This article is in the present issue of ‘Families First’ UK magazine. This was the text I wanted; it has been edited down in the the magazine.
stewardship of myself, my family, Thanksgiving
When I was a principal of a large high school, I was rarely home on weekends. Sporting events, parent meetings, Saturday school, plays, Robotics, mentoring all clogged my days and nights. Thanksgiving was one of the few weekends I did not work. After the classic Turkey and stuffing and football and apple pie on Thursday, I really wanted to refocus on my wife and children. As a Christian husband and father, I knew that the holidays could easily become about shopping and food; friends and self. Or for me, work.
My desire was to see my family become a community that was focused-for at least this short time-on listening and being totally present with each other. And I had to model this somehow. So I did the counter intuitive thing-the one thing that you shouldn’t do on this most travelled weekend of the year-I decided we would take a family trip.
After the larger family event on Thursday, we woke early on the Friday and travelled to an East coast city to visit a museum together as a family. We always stayed overnight and at least until Sunday morning. Then we returned home to New York City. We never stayed with friends in the city we visited; never told anyone exactly where we were going. We always walked the museum together, usually through a special exhibit.
One time in Washington DC we went to the National Geographic museum to see the Chinese earthen soldiers; another time we visited Philadelphia to see a Van Gogh exhibit. For the first couple of years, I planned the trip with my wife. Once the kids hit their early teens, they took over. They planned the timings and routes, the hotel and museums; they became the stewards of our family time. They also planned our evening devotional time right after supper and before dessert. They owned it then and still talk of these trips today. One of our favourite memories was when mommy and the girls chose a Moroccan restaurant to eat in. They were surprised when the belly dancer came out right before dessert! (That night we skipped devotions.)
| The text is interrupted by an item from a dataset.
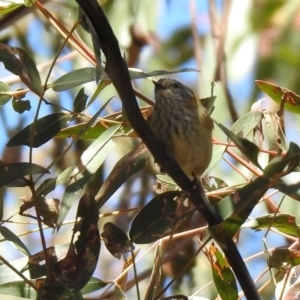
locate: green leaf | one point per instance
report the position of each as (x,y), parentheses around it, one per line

These unexpected adventures united us. We had to depend on ourselves in new places. Yep, with other family pressures-Grandma and Grandpa; Uncle and Aunts and cousins and all the time demands that first Thanksgiving holiday weekend, it was hard to claim that time. But this was our time; our family.
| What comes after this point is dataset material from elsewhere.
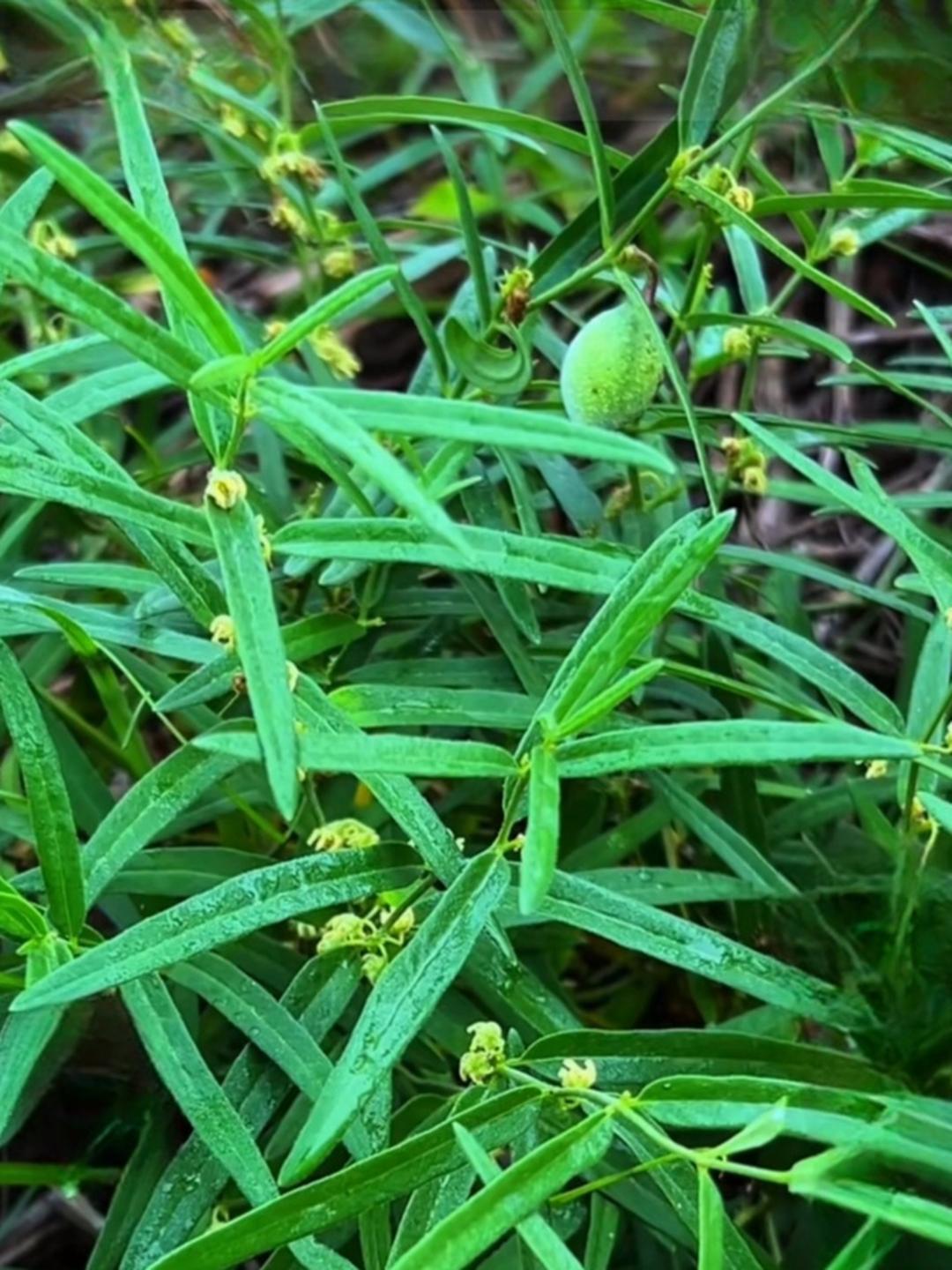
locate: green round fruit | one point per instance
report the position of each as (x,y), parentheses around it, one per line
(612,369)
So we hit the road, shared, listened loved and prayed together for two plus days. We needed it; and I needed it most of all.
I had to put the beauty of art and the beauty of my wife and children back in my life. I needed to reconnect with my household because without a listening family –which for me was my community – I could never really listen to the school, the students their parents or the teachers. I had to look first at my family before I could try to create other families because that is where Jesus began His earthly life, in a family. There is where he first modelled stewardship.
Paul sings of Jesus’ stewardship in Philippians 2:6-8
Who being in very nature God, /did not consider equality with God
Something to be grasped, but made himself nothing, /Taking the very nature of a servant, being made in human likeness.
And being found in appearance as a man, he humbled himself/and became obedient to death-even/death on a cross!
Jesus left His heavenly family; Jesus humbled himself to death on a cross from birth in a manger. This was His road trip. And He did this so that I could enter His family by faith.
The Amplified Bible speaks about faith as “the leaning of your entire personality on God in Christ in absolute trust and confidence in His power, wisdom, and goodness”. The holidays, Thanksgiving, Advent and Christmas, are times when the stewardship of our time and resources can be stretched and challenged. But if we lean onto and into him, we can do greater work as His stewards, (John 14:12) whether in our work, home, community or church.
We are built and designed by God to serve. That is what stewardship is and it began first in a family.
In His eyes, it is all about family.
And that is where it continues today.